Mar 17 16:08:58 Proxy_HOST_NAME consul[16301]: 2021-03-17T16:08:58.669Z [ERROR] agent.anti_entropy: failed to sync remote state: error="No cluster leader"
Mar 17 16:09:05 Proxy_HOST_NAME consul[16301]: 2021-03-17T16:09:05.000Z [ERROR] agent: Coordinate update error: error="No cluster leader"

Cause

While unable to determine a cause, multiple restarts allowed it to connect when things were restarted in the correct order while removing the appropriate data directories so they are rebuilt.

Environment

All supported DX NetOps Performance Management releases

Resolution

To resolve this the following steps were taken. It was done four times and the fourth attempt allowed the systems to start properly.

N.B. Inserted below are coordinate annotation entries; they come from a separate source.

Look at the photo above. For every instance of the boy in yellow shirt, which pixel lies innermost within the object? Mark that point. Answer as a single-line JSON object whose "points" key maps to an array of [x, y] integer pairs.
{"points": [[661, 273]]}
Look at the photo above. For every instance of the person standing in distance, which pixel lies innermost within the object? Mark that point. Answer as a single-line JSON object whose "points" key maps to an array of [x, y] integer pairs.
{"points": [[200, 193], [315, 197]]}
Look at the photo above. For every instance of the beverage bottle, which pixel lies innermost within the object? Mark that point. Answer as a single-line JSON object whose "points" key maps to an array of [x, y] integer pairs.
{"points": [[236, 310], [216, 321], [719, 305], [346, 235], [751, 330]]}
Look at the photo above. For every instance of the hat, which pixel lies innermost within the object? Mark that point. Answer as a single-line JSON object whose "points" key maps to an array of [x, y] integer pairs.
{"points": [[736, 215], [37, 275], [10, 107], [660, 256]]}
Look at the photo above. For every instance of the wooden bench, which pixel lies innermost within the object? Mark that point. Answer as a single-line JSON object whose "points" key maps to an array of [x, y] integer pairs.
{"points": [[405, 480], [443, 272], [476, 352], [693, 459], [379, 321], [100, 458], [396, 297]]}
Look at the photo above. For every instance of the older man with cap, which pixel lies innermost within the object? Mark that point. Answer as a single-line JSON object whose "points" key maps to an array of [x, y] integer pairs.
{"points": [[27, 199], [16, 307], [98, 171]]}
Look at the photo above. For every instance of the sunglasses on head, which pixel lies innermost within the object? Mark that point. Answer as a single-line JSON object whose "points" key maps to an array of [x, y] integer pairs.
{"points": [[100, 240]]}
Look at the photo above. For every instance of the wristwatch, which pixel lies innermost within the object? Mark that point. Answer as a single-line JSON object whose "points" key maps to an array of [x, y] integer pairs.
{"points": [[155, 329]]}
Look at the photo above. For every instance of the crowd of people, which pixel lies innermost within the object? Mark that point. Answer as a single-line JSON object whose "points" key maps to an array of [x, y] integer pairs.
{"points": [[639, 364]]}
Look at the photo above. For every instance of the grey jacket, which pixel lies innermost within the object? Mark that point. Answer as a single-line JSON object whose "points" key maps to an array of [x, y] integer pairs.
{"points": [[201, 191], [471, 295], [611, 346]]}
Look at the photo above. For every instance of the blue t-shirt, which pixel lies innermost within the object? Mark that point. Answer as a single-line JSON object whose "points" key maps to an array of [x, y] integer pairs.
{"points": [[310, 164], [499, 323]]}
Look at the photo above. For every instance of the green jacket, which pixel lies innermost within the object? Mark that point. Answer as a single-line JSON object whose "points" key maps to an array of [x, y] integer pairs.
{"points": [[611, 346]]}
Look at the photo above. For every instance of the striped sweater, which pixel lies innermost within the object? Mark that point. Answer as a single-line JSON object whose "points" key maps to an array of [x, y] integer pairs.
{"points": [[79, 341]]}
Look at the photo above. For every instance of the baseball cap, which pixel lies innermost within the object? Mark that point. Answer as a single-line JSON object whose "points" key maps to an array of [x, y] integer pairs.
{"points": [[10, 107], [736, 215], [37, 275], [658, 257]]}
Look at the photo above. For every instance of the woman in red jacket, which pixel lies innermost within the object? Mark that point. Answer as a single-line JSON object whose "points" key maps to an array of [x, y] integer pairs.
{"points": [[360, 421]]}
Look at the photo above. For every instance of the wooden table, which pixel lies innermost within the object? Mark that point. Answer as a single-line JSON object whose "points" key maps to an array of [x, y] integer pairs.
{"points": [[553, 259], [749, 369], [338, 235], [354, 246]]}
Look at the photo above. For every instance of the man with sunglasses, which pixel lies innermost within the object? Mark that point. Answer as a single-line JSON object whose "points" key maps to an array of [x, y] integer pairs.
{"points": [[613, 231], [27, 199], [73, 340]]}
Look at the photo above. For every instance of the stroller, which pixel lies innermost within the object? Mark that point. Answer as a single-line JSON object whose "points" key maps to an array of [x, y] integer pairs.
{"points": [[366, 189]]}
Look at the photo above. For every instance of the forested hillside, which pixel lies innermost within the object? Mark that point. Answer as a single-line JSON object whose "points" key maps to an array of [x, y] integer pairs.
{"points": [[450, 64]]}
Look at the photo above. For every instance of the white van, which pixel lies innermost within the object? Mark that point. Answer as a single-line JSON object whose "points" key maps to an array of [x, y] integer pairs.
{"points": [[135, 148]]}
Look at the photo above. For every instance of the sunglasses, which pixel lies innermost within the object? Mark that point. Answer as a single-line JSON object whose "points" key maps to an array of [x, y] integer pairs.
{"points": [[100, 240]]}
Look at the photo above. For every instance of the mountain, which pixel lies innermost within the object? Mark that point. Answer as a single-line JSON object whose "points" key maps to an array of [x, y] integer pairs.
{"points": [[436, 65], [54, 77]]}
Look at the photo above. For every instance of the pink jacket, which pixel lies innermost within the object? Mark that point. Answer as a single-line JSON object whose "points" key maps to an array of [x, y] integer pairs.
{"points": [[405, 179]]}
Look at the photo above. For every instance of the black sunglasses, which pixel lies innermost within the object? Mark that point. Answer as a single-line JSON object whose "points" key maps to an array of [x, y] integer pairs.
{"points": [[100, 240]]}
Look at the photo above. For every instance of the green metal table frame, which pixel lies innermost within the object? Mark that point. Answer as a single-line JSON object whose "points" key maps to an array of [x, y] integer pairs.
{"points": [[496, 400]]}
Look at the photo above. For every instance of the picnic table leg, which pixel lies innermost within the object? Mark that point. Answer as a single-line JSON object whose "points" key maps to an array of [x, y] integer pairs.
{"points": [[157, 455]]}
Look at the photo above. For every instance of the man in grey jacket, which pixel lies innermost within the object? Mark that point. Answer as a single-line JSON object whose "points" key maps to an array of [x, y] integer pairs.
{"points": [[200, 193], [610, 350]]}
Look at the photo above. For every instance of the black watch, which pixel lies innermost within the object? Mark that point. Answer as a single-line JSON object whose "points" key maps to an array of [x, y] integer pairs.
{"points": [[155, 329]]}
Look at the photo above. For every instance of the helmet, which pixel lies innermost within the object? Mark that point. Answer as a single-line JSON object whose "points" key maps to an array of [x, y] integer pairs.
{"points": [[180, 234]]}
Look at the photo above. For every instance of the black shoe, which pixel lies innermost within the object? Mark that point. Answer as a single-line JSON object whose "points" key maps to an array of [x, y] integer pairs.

  1. Stop any running dadaemon or activemq services on DA 1.
  2. Stop the consul and consul-ext services on DA 1.
  3. Delete or rename the existing data directories in the following locations on DA 1. Default paths shown.
    1. Recommendation is to renaming so logs if needed are retained. Can be deleted at a later date. To do so use the command:
      • mv data data.old
    2. The directories are:
      • /opt/IMDataAggregator/apache-karaf-<version>/data
      • /opt/IMDataAggregator/consul/data
  4. Stop any running dadaemon or activemq services on DA 2.
  5. Stop the consul and consul-ext services on DA 2.
  6. Delete or rename the existing data directories in the following locations on DA 1. Default paths shown.
    1. Recommendation is to renaming so logs if needed are retained. Can be deleted at a later date. To do so use the command:
      • mv data data.old
    2. The directories are:
      • /opt/IMDataAggregator/apache-karaf-<version>/data
      • /opt/IMDataAggregator/consul/data
  7. Stop the running consul and daproxy services on the proxy host.
  8. Delete or rename the existing data directory in the following location on the proxy host. Default paths shown.
    1. Recommendation is to renaming so logs if needed are retained. Can be deleted at a later date. To do so use the command:
      • mv data data.old
    2. The directory is:
      • /opt/CA/daproxy/data
  9. Start the daproxy service on the proxy host.
  10. Start the consul service on the proxy host.
  11. Start the consul service on DA 1.
  12. Start the consul-ext service on DA 1.
  13. Start the consul service on DA 2.
  14. Start the consul-ext service on DA 2.